# Am I getting Taken?



## SC8ING (Feb 1, 2009)

Hey All,

Long story short, 1st alarm was a 690XV went bad sent into Viper for warranty they sent a 791 XV. Paid 429.00 for the 690XV. I look up the 791XV and see it for as low as 170.00 bucks. I think that this model is on the way out and will be if not allready discontinued. your thoughts and advice appreciated. :4-dontkno


----------



## jaggerwild (May 21, 2007)

SC8ING said:


> Hey All,
> 
> Long story short, 1st alarm was a 690XV went bad sent into Viper for warranty they sent a 791 XV. Paid 429.00 for the 690XV. I look up the 791XV and see it for as low as 170.00 bucks. I think that this model is on the way out and will be if not allready discontinued. your thoughts and advice appreciated. :4-dontkno



I guess it's yer thinking then as usually the higher number means more features, $170.00 retail without install. Hell I'd charge $150 to put in all them features.......(No warranty though) :laugh:.
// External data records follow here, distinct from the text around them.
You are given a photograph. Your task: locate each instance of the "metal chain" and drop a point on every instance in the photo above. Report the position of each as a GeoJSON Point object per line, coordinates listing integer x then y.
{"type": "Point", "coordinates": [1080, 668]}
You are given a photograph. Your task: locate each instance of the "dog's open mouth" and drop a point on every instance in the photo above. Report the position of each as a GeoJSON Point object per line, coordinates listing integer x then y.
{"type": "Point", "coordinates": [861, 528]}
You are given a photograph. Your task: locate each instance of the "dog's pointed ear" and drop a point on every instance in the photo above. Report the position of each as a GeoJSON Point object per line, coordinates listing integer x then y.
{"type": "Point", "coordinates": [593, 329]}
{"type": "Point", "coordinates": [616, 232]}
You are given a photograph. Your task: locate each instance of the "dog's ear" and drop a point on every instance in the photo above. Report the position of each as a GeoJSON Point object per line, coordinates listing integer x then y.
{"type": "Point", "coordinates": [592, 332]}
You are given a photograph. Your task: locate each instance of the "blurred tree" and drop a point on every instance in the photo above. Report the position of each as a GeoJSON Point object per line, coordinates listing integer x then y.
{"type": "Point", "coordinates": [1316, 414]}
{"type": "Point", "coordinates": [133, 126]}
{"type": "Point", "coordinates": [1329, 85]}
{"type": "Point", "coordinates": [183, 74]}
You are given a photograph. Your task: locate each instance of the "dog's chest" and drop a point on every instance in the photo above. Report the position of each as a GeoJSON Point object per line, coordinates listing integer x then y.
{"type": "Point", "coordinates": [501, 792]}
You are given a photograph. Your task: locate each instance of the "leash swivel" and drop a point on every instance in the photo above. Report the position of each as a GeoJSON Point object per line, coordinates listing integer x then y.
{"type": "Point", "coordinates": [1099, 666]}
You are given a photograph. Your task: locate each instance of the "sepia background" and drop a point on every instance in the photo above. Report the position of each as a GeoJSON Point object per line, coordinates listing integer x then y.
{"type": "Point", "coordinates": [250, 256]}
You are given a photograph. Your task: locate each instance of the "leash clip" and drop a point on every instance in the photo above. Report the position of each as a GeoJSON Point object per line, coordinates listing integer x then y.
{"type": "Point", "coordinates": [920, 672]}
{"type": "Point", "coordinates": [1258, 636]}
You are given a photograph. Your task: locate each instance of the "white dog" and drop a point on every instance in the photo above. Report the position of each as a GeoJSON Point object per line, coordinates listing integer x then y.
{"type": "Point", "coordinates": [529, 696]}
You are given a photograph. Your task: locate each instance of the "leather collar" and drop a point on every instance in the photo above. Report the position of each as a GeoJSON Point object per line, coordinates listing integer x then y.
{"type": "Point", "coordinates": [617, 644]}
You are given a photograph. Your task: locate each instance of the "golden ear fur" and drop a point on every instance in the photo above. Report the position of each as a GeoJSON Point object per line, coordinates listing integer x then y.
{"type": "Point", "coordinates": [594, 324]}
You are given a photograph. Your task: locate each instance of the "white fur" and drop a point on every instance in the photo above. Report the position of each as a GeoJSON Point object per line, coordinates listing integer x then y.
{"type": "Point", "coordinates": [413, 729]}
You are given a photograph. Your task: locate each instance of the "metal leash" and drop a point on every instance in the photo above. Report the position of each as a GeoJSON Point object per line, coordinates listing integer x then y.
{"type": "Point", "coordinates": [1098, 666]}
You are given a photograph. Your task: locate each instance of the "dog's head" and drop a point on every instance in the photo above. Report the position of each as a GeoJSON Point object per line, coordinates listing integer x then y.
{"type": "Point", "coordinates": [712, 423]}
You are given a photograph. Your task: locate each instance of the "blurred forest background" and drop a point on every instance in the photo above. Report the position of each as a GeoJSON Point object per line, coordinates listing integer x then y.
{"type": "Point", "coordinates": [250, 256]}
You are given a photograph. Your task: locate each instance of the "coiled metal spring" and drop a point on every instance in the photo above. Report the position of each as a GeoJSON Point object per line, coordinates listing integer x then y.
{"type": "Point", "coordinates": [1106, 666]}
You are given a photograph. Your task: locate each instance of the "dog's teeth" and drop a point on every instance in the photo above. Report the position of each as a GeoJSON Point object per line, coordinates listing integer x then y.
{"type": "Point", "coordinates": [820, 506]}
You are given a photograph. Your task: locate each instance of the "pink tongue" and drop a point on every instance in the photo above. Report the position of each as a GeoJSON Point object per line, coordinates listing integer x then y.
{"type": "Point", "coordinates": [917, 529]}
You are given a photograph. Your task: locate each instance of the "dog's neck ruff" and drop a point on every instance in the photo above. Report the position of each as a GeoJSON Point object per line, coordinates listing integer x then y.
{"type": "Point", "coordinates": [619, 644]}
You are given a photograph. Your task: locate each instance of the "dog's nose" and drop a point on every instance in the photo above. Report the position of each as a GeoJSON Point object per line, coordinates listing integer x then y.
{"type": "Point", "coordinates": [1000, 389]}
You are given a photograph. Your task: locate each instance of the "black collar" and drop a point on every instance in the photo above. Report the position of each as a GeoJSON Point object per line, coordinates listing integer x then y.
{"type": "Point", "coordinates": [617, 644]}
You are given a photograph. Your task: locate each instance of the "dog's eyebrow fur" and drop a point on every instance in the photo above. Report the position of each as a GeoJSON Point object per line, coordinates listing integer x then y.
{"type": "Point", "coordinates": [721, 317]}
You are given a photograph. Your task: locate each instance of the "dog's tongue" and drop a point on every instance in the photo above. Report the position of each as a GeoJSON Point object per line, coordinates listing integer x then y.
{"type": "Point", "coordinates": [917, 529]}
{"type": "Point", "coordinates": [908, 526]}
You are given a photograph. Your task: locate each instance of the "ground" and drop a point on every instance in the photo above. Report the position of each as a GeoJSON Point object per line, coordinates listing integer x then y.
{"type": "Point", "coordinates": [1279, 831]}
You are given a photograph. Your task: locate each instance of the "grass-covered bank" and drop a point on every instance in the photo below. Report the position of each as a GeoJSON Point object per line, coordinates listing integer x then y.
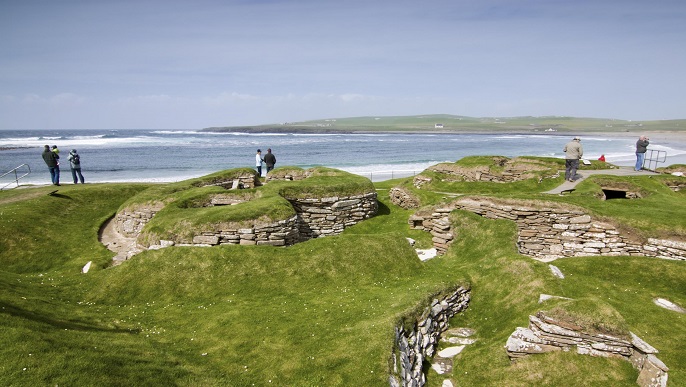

Here's a link top of google for ya
http://www.drdetailshop.com/V791XV.htm


----------



## SC8ING (Feb 1, 2009)

The 791 is allready installed by a authorized dealer for the warrenty work. I guess the other question I had is, how old is this alarm? I saw a post on here of one installed 3 years ago. So is this one on the way out? 

Thanks


----------



## lcurle (Oct 5, 2008)

more then likely viper will discontinue when the release their new line in 2009.


----------



## jaggerwild (May 21, 2007)

This does not mean you can not continue to use and enjoy it though...................


----------



## SC8ING (Feb 1, 2009)

Thanks for all the comments. This alarm has a "lifetime" warrenty so if there is ever an issue it will be covered. Can you tell me how long the alarm is "good for"


----------



## lcurle (Oct 5, 2008)

depeneds on variable enviroment conditions. If everything was hooked up right and all the wires are securely connected could last anywhere from 1-10 years. Make sure you have some extra batteries for your remotes in your glove box just incase they start to go bad.


----------



## SC8ING (Feb 1, 2009)

Well As far as I know its all good to go. If there are any issues Ill just take it back to the dealer. Again thanks for all the input and advice.

SC8ING


----------